It might be a naive question, as I am not a specialist in this field. This is a follow-up to this question.
I want to study varieties of objects generalizing ordered monoids, in particular using an explicit operator $\omega$, subject to the axiom $(A)$ $xx=x\implies x^\omega=x$, i.e. the restriction of $\omega$ to idempotents has to be the identity function.
Does it make sense to talk about a free algebra in such a context? The problem is that this free algebra would be the same as the one where we don't specify axiom $(A)$, and replace it by axioms $(A')$ like $x^\omega=x^\omega x^\omega$ and $(x^\omega)^\omega=x^\omega$.
If two algebraic structures have exactly the same free object, it seems like this object does not really represent the constraints given by the axioms, and therefore the axioms are not of a shape that allows to define a free object. Is this reasoning valid?

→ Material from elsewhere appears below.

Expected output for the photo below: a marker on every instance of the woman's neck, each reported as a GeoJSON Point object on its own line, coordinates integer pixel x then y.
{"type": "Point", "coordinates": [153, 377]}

For now, the approach taken is to use axioms $(A')$, and to later use a profinite equation $x^\omega=x^\pi$, where $\pi$ is the profinite idempotent power, in order to define the pseudovariety of objects we are really interested in. But I'm wondering if such a detour is necessary.

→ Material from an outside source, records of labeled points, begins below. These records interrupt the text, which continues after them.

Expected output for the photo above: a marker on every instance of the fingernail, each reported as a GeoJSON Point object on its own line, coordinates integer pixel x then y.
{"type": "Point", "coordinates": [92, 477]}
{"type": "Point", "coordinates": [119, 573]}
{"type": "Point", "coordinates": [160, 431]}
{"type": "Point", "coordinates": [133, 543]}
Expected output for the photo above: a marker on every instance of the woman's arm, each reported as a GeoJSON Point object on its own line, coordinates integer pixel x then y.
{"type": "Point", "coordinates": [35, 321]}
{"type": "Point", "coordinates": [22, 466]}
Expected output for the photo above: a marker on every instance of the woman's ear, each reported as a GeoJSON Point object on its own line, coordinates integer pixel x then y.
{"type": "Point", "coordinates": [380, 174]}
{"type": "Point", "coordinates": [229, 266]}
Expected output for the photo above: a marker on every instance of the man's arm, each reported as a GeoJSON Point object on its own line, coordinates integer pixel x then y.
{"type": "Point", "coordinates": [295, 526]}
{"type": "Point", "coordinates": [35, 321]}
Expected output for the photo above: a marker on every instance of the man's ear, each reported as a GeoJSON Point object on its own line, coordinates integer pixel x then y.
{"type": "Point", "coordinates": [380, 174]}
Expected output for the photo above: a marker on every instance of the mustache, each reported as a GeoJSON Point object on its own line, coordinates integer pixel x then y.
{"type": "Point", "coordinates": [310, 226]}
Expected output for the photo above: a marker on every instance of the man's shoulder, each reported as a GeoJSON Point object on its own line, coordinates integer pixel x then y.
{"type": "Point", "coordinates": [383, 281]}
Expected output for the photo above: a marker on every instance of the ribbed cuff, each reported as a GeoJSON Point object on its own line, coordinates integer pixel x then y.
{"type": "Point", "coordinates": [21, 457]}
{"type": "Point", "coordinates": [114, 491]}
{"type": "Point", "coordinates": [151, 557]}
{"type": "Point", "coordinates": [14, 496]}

More detailed question: If we were to use axiom (A), what is needed to be proved in order to show that there is a free object? It seems that closure under arbitrary product is important, why is it the case? Also, if we just want the universality property for finite objects, then is it enough to prove closure under finite products? Also, isn't enough to take as free object the set of terms quotiented by the axioms, and directly show that it has the universal property?